STUDIES ON PHE-228 AND LEU-307 RECOMBINANT MUTANTS OF PORCINE KIDNEY D-AMINO-ACID OXIDASE - EXPRESSION, PURIFICATION, AND CHARACTERIZATION

Two recombinant mutants of porcine kidney D-amino acid oxidase [EC 1.4.3.3, DAO], in which Tyr(228) and His(307) are replaced with Phe and Leu, respectively, have been expressed in Escherichia coli and purified to apparent homogeneity. The molecular size and amino-terminal sequence of the two mutants were the same as those of the native DAO. Kinetic analysis revealed that the Michaelis constants of the Phe-228 and Leu-307 mutants for D-alanine were 71- and 10-fold and the inhibition constants for benzoate, a potent competitive inhibitor, were 1,189- and 18-fold greater than those of the native DAO, respectively.

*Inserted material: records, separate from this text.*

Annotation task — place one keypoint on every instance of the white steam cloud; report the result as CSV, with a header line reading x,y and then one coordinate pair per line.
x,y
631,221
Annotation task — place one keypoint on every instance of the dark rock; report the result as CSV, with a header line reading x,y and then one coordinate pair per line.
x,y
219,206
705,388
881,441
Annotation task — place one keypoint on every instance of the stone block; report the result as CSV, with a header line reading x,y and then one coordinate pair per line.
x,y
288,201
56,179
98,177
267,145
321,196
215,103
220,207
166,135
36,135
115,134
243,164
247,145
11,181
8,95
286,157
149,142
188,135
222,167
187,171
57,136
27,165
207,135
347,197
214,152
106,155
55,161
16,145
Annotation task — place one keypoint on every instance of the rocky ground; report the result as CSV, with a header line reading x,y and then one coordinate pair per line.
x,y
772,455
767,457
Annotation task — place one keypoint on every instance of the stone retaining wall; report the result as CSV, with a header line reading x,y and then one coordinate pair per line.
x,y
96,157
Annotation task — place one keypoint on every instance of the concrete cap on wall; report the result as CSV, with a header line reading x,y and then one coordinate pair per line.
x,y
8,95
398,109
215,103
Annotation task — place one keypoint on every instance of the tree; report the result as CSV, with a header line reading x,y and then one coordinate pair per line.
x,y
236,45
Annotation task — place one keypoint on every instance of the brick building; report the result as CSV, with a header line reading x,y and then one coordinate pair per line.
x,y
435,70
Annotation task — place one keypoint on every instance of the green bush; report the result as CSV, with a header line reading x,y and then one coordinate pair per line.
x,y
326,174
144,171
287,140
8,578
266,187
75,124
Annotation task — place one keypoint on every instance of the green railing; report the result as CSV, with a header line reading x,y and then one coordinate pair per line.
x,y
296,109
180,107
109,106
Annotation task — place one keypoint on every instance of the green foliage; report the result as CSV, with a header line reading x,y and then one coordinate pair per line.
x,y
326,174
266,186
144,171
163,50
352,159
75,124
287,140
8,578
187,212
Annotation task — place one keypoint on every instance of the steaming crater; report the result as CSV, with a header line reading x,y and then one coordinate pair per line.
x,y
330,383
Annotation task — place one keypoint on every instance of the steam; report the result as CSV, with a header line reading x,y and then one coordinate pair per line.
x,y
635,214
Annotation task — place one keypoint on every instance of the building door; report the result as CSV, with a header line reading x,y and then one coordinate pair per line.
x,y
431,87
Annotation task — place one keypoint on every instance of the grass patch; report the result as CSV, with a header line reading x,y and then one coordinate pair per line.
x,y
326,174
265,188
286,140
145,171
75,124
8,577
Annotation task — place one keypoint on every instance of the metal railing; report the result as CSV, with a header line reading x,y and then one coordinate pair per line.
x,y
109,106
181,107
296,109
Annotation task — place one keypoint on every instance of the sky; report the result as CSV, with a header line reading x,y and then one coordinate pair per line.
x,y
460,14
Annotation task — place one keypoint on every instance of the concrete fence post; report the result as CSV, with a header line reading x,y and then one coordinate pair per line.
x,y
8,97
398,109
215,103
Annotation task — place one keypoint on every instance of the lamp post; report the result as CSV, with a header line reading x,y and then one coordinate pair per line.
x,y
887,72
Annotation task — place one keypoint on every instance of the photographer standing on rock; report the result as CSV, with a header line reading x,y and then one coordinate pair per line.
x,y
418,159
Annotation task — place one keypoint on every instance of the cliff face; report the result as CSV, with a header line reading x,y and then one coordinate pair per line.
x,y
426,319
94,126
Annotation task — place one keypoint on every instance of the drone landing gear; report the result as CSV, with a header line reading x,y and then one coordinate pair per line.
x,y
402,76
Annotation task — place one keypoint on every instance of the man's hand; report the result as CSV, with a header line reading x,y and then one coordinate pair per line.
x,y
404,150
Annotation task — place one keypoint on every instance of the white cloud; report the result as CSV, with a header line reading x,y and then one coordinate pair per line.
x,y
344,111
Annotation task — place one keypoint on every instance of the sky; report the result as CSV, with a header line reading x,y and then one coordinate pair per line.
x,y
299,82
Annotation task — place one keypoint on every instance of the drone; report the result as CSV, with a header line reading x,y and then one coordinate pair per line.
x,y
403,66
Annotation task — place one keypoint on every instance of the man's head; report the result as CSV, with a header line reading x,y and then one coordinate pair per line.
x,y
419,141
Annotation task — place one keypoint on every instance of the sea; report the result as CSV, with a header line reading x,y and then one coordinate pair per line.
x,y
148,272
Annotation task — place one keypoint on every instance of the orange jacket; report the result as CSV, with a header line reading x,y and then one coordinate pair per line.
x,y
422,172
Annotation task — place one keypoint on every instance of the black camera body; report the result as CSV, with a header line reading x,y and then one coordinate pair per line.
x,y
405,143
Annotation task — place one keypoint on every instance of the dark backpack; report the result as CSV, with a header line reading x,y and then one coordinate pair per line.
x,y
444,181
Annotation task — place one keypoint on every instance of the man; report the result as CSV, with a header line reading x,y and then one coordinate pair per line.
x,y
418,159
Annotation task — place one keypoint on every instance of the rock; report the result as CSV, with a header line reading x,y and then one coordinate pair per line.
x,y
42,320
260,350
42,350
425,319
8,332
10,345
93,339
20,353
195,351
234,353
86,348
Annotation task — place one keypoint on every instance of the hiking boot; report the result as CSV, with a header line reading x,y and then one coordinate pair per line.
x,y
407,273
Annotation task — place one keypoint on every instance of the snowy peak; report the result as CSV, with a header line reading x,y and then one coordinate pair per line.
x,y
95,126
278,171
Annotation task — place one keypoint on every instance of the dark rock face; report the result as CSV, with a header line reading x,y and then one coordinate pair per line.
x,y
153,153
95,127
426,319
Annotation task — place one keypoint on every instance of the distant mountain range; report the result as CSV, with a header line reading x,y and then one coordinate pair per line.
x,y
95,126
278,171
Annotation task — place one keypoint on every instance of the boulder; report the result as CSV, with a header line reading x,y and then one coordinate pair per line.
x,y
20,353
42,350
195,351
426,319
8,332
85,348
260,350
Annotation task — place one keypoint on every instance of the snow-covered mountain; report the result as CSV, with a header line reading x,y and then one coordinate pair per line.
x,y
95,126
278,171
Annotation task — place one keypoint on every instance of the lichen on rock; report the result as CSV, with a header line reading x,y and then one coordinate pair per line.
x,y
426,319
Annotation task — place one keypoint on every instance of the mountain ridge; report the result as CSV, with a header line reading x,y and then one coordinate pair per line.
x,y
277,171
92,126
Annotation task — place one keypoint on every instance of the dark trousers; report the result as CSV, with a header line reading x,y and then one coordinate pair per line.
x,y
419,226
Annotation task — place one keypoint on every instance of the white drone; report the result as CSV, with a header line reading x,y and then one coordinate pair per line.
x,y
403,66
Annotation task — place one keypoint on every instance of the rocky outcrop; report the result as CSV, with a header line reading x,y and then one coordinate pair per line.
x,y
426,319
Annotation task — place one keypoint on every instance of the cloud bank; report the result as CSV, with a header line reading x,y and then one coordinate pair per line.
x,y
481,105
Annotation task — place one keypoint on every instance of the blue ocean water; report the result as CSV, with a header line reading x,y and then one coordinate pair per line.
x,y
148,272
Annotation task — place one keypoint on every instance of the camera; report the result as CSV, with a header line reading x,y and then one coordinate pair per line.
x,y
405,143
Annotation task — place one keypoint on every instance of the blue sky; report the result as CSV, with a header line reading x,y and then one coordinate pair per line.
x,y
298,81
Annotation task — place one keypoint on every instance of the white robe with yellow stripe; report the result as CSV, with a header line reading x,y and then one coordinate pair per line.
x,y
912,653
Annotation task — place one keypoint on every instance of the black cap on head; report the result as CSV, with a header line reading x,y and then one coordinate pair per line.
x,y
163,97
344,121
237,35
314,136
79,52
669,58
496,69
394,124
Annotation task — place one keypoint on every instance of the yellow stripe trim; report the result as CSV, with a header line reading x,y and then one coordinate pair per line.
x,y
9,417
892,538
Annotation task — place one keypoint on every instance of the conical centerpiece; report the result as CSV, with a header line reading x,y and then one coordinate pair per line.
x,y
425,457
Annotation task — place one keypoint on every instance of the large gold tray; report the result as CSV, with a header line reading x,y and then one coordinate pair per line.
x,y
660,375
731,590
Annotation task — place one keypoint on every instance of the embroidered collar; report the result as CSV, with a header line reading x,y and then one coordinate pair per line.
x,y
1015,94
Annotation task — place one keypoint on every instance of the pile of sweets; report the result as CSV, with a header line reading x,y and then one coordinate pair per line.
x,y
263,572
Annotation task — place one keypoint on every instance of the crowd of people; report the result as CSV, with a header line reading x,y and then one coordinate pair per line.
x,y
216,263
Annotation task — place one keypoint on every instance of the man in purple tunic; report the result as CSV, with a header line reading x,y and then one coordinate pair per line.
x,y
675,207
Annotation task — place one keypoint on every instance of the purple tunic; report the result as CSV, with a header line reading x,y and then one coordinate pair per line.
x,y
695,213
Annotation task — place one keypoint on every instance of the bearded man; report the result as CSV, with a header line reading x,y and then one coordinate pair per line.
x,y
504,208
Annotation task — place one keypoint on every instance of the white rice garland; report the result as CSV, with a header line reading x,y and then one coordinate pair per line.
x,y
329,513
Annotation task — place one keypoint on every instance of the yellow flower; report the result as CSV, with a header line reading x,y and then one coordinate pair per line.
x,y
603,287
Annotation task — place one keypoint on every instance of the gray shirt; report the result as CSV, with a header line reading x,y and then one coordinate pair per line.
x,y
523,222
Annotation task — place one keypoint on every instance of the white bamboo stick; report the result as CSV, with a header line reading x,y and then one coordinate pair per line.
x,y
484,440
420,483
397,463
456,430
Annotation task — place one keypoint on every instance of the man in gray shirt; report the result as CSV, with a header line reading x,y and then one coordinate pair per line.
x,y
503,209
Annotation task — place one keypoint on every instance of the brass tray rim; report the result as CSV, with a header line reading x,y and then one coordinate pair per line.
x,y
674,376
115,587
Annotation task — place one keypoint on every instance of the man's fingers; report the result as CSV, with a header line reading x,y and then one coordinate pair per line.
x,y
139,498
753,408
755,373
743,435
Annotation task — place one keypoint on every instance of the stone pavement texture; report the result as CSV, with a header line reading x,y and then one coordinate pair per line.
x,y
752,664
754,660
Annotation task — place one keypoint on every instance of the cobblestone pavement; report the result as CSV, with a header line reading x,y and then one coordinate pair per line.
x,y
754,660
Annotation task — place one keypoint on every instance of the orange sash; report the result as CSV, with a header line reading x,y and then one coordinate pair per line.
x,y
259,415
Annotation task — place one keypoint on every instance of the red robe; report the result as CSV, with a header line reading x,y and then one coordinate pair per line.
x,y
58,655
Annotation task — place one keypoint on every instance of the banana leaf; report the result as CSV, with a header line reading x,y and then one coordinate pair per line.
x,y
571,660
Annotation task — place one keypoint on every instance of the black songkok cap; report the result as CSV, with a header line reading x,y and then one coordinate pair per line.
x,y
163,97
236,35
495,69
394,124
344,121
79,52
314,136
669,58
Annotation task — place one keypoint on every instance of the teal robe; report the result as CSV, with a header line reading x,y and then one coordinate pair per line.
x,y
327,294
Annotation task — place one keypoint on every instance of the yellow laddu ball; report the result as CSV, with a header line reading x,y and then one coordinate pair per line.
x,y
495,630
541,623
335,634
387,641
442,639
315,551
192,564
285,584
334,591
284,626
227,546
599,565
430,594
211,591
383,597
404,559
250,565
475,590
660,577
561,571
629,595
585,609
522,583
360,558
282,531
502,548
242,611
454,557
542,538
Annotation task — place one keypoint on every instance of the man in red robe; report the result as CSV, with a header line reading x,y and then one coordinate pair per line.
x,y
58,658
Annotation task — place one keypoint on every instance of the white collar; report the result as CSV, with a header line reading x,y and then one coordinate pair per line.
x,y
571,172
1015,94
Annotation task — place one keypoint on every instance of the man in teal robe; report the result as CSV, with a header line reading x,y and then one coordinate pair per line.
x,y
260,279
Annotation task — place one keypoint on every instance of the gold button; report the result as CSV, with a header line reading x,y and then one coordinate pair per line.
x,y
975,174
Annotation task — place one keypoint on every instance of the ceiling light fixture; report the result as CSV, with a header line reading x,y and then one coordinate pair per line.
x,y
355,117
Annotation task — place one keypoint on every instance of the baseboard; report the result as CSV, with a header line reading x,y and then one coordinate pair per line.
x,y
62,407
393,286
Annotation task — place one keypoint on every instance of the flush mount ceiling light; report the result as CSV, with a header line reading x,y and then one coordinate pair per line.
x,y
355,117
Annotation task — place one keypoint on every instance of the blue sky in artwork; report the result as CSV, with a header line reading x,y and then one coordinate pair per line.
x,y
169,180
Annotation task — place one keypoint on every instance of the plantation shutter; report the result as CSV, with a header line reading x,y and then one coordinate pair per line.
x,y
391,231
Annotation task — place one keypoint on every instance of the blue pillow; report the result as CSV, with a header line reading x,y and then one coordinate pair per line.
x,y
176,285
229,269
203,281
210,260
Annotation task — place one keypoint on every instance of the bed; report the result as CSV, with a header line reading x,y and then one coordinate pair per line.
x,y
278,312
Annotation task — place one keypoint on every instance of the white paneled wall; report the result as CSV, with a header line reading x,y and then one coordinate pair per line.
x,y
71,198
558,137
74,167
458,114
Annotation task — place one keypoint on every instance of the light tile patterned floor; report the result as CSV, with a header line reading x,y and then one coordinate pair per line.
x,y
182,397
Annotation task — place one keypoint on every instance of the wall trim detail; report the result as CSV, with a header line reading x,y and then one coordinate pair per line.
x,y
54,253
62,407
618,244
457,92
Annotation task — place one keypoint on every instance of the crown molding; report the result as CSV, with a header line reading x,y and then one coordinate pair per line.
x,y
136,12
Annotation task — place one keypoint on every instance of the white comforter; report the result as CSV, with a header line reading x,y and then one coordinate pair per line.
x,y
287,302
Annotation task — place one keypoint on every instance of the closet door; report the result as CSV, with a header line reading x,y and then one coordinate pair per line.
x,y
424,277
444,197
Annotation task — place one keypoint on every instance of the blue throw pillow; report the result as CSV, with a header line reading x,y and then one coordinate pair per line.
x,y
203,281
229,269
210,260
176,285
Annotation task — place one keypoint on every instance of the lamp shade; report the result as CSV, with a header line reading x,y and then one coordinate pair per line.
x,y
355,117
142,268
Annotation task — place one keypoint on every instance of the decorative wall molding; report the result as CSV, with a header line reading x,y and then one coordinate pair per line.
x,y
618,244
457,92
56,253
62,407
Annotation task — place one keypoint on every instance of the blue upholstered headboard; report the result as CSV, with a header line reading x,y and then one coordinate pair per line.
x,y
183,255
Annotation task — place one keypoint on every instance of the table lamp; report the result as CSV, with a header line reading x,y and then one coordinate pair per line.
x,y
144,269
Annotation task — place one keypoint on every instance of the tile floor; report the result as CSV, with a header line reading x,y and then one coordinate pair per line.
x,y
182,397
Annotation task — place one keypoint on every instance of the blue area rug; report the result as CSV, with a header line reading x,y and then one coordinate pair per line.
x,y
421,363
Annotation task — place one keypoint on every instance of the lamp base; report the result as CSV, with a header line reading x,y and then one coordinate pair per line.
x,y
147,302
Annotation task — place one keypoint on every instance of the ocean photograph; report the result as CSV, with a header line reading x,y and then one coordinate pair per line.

The maximum velocities of the Phe-228 and Leu-307 mutants were 66 and 58% that of the native DAO. The kinetically estimated dissociation constant of the Leu-307 mutant for FAD was 28-fold greater than that of the native DAO, whereas the value of the Phe-228 mutant was comparable to that of the native DAO. The Leu-307 mutant and the recombinant wild-type DAO were inactivated by D-propargylglycine (D-PG), a suicide substrate. However, the Phe-228 mutant was resistant to the inactivation. Absorption peaks of the Phe-228 mutant were blue-shifted about 10 nm from the corresponding peaks of the wild-type DAO, and the oxidized form was fully reduced by D-alanine without appearance of the purple intermediate. The results show that the enzymatic properties of this enzyme change remarkably upon substitution of Tyr(228) with Phe and moderately upon substitution of His(307) with Leu, a crucial role of Tyr(228) and a subsidiary role of His(307) in the catalytic reaction of the native DAO being suggested.